Il y a quelques années, nous avons invité chez nous un ami avec qui j’ai été étudiante.
Cet ami, mari, père de 3 enfants, professeur de droit agrégé des Universités, chercheur reconnu en France et à l’étranger, voyageant, écrivant et publiant beaucoup, m’a demandé ce que j’avais fait depuis la dernière fois que nous nous étions vus, plusieurs années auparavant.
La réponse que j’ai entendue en moi et articulée fut “Rien.”
Il a été étonné. Il m’a demandé : “C’est-à-dire ? A quoi as-tu passé toutes ces années ?”
“J’ai vécu.”
J’ai longtemps eu honte de cette réponse. Honte de ne pas pouvoir moi aussi dégainer ma liste de réalisations personnelles ou professionnelles. Honte de m’être satisfaite de “juste” vivre.
J’y ai souvent pensé depuis. Notamment dans les moments où lister tout ce que “j’ai fait” m’apparaissait comme rassurant. Parce que j’ai fait tout ça, je dois bien valoir quelque chose.
Ce n’est que très récemment que j’ai compris que ma valeur intrinsèque n’était en rien liée à la façon dont j’occupe mon temps et aux regards extérieurs sur ces actes : Faire n’est pas valoir.
“Faire rien” est la chose la plus exactement juste que je puisse faire de ma vie.
Cela ne veut pas dire que je ne fais, concrètement, rien.
Pendant l’intervalle sur lequel cet ami m’interrogeait, j’ai donné naissance à et nourri de mille façons 3 enfants, déménagé, créé un blog qui m’apporte beaucoup de joies par ses partages, aménagé mon jardin, lu, enseigné chaque année à des centaines d’étudiants, été membre de jurys ou de comités, été une fille, une sœur, une nièce, une amie, une citoyenne. Entre autres.
Quand je fais “rien”, je fais plein de choses. Mais pas parce que je dois les faire.
Ces jours-là, je n’agis pas parce que “il le faut”, “tout le monde le fait”, “ça va plaire”, “les gens bien font ainsi”, “elle me le reprochera si je ne le fais pas”.
Je vis comme l’enfant vit sa journée à l’école puis répond à celui qui lui demande ce qu’il y a fait : “Rien”.
Je vis comme on vit ces moments pour lesquels, si une personne à nos côtés nous demande “A quoi tu penses?”, on répond “A rien”.
Je savoure ces journées délicieuses à la fin desquelles je me dit, au coucher, “Tiens, je n’ai rien fait aujourd’hui.” Alors même que j’ai fait “plein” (ou pas, d’ailleurs) mais pas ce que j’aurais du faire. J’ai choisi mes actions.
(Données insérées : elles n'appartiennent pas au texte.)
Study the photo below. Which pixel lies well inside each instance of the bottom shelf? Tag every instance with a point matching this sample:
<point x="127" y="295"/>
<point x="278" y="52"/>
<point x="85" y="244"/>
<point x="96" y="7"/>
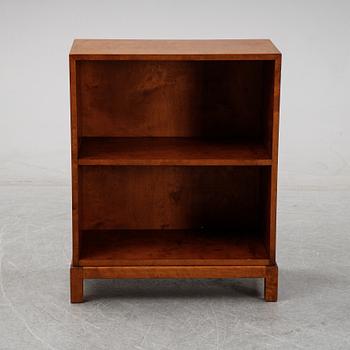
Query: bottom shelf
<point x="170" y="247"/>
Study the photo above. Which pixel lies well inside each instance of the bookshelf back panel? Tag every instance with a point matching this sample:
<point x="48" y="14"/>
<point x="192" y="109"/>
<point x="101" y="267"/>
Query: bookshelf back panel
<point x="172" y="197"/>
<point x="218" y="99"/>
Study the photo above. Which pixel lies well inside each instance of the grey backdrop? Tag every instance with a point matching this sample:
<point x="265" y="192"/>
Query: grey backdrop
<point x="313" y="200"/>
<point x="312" y="35"/>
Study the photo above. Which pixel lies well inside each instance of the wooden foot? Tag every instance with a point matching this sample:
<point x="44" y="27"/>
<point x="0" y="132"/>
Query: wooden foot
<point x="271" y="283"/>
<point x="76" y="285"/>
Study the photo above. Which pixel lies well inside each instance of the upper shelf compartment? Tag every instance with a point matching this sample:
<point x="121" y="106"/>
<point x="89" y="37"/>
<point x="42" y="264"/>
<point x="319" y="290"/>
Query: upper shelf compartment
<point x="169" y="151"/>
<point x="205" y="99"/>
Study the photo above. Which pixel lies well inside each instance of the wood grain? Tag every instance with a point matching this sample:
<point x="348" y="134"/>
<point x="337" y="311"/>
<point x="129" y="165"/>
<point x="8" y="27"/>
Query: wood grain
<point x="174" y="159"/>
<point x="92" y="49"/>
<point x="173" y="99"/>
<point x="172" y="247"/>
<point x="174" y="272"/>
<point x="170" y="151"/>
<point x="131" y="197"/>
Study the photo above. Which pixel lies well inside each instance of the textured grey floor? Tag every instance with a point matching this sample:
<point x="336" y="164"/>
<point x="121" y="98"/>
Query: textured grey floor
<point x="313" y="311"/>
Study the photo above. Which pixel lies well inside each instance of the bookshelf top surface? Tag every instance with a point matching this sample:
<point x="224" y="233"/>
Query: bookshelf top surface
<point x="174" y="49"/>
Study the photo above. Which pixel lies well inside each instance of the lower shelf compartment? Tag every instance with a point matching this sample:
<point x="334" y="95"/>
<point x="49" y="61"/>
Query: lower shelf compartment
<point x="171" y="247"/>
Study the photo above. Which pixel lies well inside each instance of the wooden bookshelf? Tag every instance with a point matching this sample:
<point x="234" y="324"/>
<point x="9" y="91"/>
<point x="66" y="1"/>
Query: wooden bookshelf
<point x="174" y="159"/>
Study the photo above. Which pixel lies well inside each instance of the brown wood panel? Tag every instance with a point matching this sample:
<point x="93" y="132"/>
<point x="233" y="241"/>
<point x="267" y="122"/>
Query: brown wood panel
<point x="172" y="247"/>
<point x="74" y="161"/>
<point x="170" y="197"/>
<point x="177" y="99"/>
<point x="174" y="49"/>
<point x="170" y="151"/>
<point x="175" y="272"/>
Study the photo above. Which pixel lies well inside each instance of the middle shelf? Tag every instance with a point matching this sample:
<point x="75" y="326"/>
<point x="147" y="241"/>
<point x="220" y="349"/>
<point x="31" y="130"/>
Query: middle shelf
<point x="170" y="151"/>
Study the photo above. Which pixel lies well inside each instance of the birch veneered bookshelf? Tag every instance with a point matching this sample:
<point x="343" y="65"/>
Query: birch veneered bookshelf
<point x="174" y="159"/>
Quand je fais “rien”, je suis présente à moi-même. J’entends mes envies, je réponds à mes besoins du moment et je suis en lien avec ce qui m’entoure. Je ne cherche pas à rayer tous les items de ma “to do list” et à être “quelqu’un de bien”.
Alors oui, c’est vrai : j’oublie complètement telle obligation (mais jamais celles qui comptent pour moi), je me mets en retard sur un dossier que je m’étais promis (mais pourquoi ?) de finir ce soir-là, je ne fais pas le ménage (encore que, ce peut être un “rien” assez génial certains jours), j’oublie qu’il me faut telle chemisier repassé le lendemain (et alors ?).
Parfois, ça m’angoisse rétrospectivement d’avoir passé une journée à faire rien et je m’en veux. “Ca ne se fait pas”, n’est-ce pas ?
Et je me rappelle alors que je suis plus vivante et plus sereine et présente qu’en toute autre circonstance.